D’après l’Observatoire national de la vie étudiante (OVE), plus de huit étudiants sur 10 déclarent avoir été confrontés à une situation de précarité au moins au cours de l’année. Cette valeur est stable au fil des dernières enquêtes sur les conditions de vie, conduites en 2010, 2013 et 2016.
Cette valeur très élevée est à nuancer dans la mesure où elle recouvre des situations assez différentes. Le niveau de précarité économique n’est pas de même nature lorsque l’on affirme « se restreindre », « avoir un découvert à la banque », ou « avoir fait une demande d’aide d’urgence au cours ».
En revanche, on estime à près de 17 % les étudiants qui se sentent en situation de très grande précarité. Il s’agit de ceux qui jugent que leurs ressources sont insuffisantes et qu’ils rencontrent des difficultés financières importantes et très importantes. C’est à ces étudiants en situation de fort ressenti de la précarité que nous allons nous intéresser.
Critère de l’âge
L’importance du sentiment de précarité chez les étudiants s’inscrit à plusieurs titres dans une trajectoire de vie. Les différents travaux de sociologie démontrent d’abord que ce ressenti émane en grande partie d’une comparaison avec une situation antérieure.
Ainsi, des étudiants issus de catégories sociales favorisées peuvent avoir un sentiment de précarité fort si leur situation se dégrade. À l’inverse, des étudiants en situation de précarité objective peuvent ne pas témoigner de ce ressenti quand leur situation s’améliore, même si elle reste précaire.
D’autre part, le ressenti de la précarité s’accentue avec l’avancée dans l’âge adulte – notons qu’on mesure l’entrée dans la vie adulte par l’âge, la mise en couple, la paternité, le départ du foyer parental et l’entrée sur le marché du travail.

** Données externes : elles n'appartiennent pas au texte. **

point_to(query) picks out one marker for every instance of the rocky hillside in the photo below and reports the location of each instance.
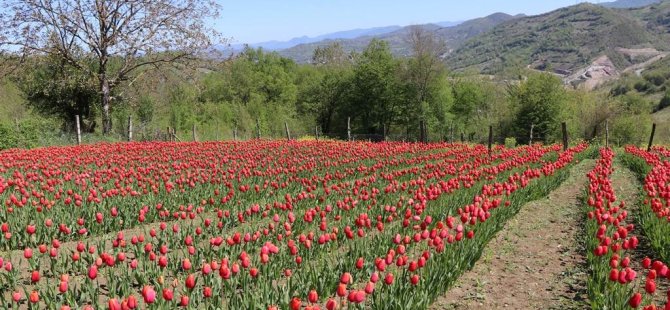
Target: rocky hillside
(454, 37)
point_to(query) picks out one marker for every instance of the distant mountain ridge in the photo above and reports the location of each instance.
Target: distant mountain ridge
(568, 39)
(342, 35)
(628, 4)
(453, 36)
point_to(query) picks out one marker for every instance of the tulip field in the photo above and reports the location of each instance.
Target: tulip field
(300, 225)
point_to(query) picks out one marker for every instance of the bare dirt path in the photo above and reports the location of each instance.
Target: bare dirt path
(535, 262)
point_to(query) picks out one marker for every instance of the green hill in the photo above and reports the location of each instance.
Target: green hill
(453, 36)
(562, 41)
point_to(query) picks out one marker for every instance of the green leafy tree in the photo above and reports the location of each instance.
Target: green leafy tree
(377, 95)
(55, 88)
(539, 101)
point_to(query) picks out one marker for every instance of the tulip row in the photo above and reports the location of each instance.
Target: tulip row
(611, 245)
(255, 225)
(655, 213)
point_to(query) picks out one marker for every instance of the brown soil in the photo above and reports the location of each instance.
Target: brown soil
(535, 261)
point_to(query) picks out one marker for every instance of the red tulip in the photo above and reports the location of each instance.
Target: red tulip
(28, 253)
(167, 294)
(149, 294)
(388, 279)
(93, 272)
(635, 300)
(183, 301)
(35, 276)
(114, 304)
(331, 304)
(650, 286)
(62, 287)
(313, 296)
(341, 290)
(414, 279)
(295, 303)
(190, 281)
(16, 296)
(34, 297)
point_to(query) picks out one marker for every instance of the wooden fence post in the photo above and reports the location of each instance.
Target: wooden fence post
(490, 138)
(258, 128)
(564, 128)
(422, 138)
(130, 128)
(76, 119)
(288, 133)
(651, 138)
(607, 134)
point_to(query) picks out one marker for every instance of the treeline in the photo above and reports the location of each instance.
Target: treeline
(381, 94)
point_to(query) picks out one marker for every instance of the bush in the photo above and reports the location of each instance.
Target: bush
(510, 142)
(8, 137)
(665, 102)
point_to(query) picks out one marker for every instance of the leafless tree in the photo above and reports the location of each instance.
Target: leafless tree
(111, 40)
(425, 63)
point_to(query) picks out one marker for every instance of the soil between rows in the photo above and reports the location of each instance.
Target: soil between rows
(536, 261)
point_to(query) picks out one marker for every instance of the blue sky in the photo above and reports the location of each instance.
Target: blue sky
(251, 21)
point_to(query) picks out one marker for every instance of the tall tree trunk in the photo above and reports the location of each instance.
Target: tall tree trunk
(105, 101)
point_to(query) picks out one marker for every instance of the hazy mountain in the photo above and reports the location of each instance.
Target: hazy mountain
(626, 4)
(568, 39)
(347, 34)
(454, 36)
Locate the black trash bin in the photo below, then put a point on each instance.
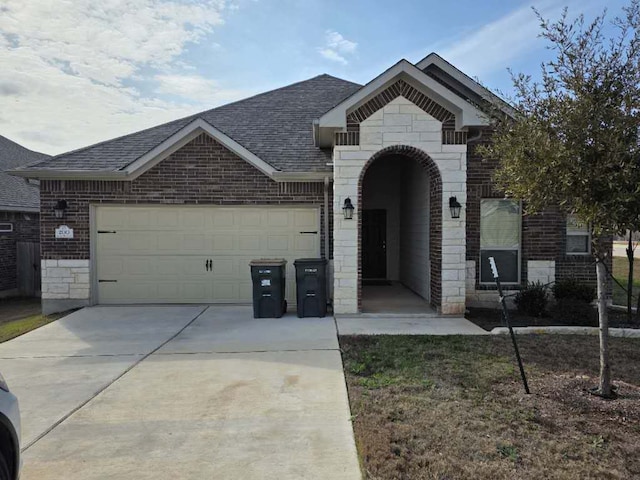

Comparés aux étudiants de moins de 20 ans, les étudiants âgés de 20 ans à 22 ans ont une probabilité 1,5 fois supérieure d’avoir un fort ressenti de précarité. Ce taux atteint une valeur 2,5 fois plus élevée pour les 25 ans et plus.
Statut personnel
Le ressenti d’une forte précarité augmente aussi avec l’autonomie résidentielle. Les étudiants ayant quitté le domicile parental et indépendants éprouvent 1,3 fois plus souvent ce sentiment que ceux qui continuent à vivre chez leurs parents.
Cette situation s’inscrit dans un contexte de crise du logement dans les territoires. Le coût financier de l’accès à un logement autonome, la capacité à mobiliser une aide financière de la famille et des aides publiques vont jouer un rôle socialement différencié sur l’autonomie résidentielle et le renforcement du sentiment de précarité.
Dans le même ordre de grandeur, c’est aussi le cas pour les étudiants qui ont une relation amoureuse stable par rapport à ceux qui ne sont pas en couple. Il est probable que ce ressenti plus fort de la précarité est lié au sentiment de responsabilité envers la compagne ou le compagnon, mais aussi, le cas échéant, envers les enfants.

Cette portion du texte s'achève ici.